Fragilità. Il sintomo che comunica quest’ultimo direttivo nazionale della Cgil sul «terrorismo» e su come «difendersene» è inquietante.
Inquietante prima di tutto per la percezione di una fragilità in un’organizzazione sociale che ha ben 5 milioni e 600 mila iscritti. Insomma, trattasi di un «corpo intermedio» di grande consistenza (per l’invidia dei partitini attuali) radicato in tutto il territorio nazionale.
Perché allora questo sindacato sente il bisogno di dotarsi di un «Decalogo» interno – quando ha già uno Statuto di principi e regole – nel quale decalogo, per difendersi dal «terrorismo» si evoca la necessità di una rete di vigilanza, e si richiamano i militanti a comportamenti «etici»? Con formulazioni, come si vede, così ambigue da essere adatte a ogni bisogna, anche a contenere o scoraggiare piuttosto i conflitti sociali, rigettandoli per propria mano – più o meno consapevole – in ‘odore di terrorismo’.
Sulla paura, sul «perturbante», già Freud avvertiva della possibilità di una doppia ‘occasione’, positiva o negativa: l’una, come paura che ci avverte sulla ‘perfettibilità umana’ e dunque mette alla prova la nostra capacità – nella relazione con noi stessi e con il mondo – di un’azione di superamento e di creazione di nuovi equilibri; viceversa, il suo negativo rivela il fallimento della prova con una «paralisi del soggetto».
La Cgil sembra rinviarci proprio questas immagine di paralisi e debolezza del ‘negativo’. E ne è rivelatrice la reazione contraria di un dirigente Fiom come Giorgio Airaudo, segretario provinciale di Torino: «Mi colpisce la chiusura sulla propria pancia, perché anche il delirio del terrorismo si combatte solo uscendo fuori, nel mondo esterno, con una pratica integralmente democratica, non violenta, ma radicale».
Airaudo invita piuttosto a maggiore «umiltà» i dirigenti del sindacato, della Cgil, «ma anche noi della Fiom, perchè la nostra pratica è insufficiente». In sintesi, invita a guardare i problemi tutti interni al sindacato e al suo rapporto con i lavoratori, che poco hanno a che fare con il «terrorismo» – questione che può addirittura, perversamente, esimere dall’autoriflessione, come ci insegna il lungo ricorso, nella storia, al ‘nemico esterno’ per sfuggire al le proprie debolezze.
Una conferma all’urgenza di una riflessione, e azione, rispetto alla pratica sindacale giunge indirettamente da quel che mi dicevano pochi giorni fa alcuni giovanissimi delegati metalmeccanici: «Certo, la Fiom appare sulla scena come la punta avanzata nella Cgil, ma noi siamo a nostra volta contestati nei luoghi di lavoro, dove prevale una miscela pesante di rassegnazione e di rabbia».
C’è infatti, dietro lo schermo del «terrorismo», anche una più duratura, e perdente, attitudine del sindacato.
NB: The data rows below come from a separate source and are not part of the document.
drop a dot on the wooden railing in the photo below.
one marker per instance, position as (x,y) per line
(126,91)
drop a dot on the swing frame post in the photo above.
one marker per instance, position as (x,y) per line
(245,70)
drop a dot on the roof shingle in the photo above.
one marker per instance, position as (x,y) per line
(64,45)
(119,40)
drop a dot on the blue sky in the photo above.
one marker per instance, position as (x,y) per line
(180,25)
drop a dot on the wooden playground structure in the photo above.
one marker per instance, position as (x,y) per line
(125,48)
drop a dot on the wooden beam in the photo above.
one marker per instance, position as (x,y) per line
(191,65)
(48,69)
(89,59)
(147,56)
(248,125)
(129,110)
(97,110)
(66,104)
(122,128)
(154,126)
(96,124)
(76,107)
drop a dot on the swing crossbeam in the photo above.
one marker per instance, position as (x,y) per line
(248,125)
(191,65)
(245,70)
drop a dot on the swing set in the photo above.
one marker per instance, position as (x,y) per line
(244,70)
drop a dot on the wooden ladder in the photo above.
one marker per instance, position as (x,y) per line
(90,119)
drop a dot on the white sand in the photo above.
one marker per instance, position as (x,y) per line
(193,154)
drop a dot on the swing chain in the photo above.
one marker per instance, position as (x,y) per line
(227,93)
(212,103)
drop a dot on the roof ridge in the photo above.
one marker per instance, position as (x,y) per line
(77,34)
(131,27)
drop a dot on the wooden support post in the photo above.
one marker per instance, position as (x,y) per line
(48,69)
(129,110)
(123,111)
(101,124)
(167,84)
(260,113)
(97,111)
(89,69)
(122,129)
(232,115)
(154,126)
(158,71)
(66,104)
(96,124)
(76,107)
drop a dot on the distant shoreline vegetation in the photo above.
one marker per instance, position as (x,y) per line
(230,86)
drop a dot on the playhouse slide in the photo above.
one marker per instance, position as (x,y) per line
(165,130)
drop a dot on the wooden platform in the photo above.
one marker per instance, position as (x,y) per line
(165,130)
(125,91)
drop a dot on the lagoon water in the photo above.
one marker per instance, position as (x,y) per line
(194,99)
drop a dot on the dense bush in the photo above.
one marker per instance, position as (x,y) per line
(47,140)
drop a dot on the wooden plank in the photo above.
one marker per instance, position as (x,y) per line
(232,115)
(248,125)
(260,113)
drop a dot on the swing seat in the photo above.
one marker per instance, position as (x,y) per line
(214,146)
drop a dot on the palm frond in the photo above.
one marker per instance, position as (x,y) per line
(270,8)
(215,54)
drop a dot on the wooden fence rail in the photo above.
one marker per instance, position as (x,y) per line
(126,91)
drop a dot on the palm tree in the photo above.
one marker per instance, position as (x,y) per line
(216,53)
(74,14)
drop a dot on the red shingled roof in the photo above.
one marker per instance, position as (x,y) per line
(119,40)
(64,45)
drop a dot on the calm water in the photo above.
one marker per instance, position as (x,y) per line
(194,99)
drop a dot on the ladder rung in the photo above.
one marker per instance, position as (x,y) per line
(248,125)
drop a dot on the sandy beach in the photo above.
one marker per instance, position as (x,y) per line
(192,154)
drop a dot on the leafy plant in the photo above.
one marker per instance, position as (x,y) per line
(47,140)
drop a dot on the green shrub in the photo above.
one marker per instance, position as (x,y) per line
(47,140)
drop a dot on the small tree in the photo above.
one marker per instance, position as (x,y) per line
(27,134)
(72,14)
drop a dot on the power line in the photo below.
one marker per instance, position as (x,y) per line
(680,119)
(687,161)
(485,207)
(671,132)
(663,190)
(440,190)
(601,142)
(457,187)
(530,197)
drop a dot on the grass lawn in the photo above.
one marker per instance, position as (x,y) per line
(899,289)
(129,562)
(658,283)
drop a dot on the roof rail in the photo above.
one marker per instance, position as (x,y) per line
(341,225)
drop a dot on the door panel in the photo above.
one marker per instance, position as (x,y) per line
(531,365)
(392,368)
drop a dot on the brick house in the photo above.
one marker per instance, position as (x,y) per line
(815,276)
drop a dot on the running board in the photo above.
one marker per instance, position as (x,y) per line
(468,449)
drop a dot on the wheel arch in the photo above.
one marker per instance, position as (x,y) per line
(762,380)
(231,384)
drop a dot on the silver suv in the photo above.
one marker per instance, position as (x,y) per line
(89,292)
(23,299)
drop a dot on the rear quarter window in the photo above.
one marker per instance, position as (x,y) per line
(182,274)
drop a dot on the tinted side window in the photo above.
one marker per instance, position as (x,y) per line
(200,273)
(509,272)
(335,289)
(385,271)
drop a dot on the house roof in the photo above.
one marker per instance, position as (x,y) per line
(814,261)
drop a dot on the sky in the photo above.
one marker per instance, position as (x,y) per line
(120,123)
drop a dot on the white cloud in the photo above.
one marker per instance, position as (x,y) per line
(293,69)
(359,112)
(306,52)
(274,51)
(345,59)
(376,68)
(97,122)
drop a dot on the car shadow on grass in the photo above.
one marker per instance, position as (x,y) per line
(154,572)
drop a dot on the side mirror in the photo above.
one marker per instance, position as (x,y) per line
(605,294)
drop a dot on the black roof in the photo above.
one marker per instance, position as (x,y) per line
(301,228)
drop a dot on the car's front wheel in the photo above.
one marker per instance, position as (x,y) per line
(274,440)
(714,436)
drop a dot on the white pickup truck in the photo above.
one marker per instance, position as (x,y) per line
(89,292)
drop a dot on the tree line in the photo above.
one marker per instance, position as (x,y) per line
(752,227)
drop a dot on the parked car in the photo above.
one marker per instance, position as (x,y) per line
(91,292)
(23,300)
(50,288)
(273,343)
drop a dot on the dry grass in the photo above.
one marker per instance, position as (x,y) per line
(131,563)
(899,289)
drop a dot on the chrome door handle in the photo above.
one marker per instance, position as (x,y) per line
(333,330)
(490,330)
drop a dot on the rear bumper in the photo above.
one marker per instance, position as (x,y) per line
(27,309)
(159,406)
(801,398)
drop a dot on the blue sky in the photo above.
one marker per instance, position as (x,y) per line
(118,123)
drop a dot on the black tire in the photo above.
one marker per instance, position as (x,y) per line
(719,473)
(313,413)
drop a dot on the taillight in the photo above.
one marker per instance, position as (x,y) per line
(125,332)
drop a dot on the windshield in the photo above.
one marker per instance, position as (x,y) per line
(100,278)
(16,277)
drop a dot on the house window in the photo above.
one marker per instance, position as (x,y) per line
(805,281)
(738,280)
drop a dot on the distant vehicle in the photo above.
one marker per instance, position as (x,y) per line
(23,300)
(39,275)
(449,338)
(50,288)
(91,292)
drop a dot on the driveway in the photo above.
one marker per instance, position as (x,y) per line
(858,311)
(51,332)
I fantasmi di fine anni ’70 che il nuovo «Decalogo» della Cgil sembra improvvidamente evocare, suonano impropri. Ma un qualche parallelismo si può invece tentare fra quell’epoca e l’attuale, pur nelle differenze di contesto. Anche allora il sindacato accettò, in nome di non verificati «interessi generali», di sacrificare le conquiste delle lotte operaie; così come oggi la Cgil si è impigliata in una preventiva condivisione con il governo di centrosinistra sul «rilancio dello sviluppo», con i ‘sacrifici’ connessi.
La delusione degli anni ’80 evidentemente non è servita di esperienza a evitare le delusioni odierne già annunciate E in questo il sindacato è nudo di fronte a se stesso e alle proprie responsabilità – non c’è da evocare alcun fantasma sostitutivo.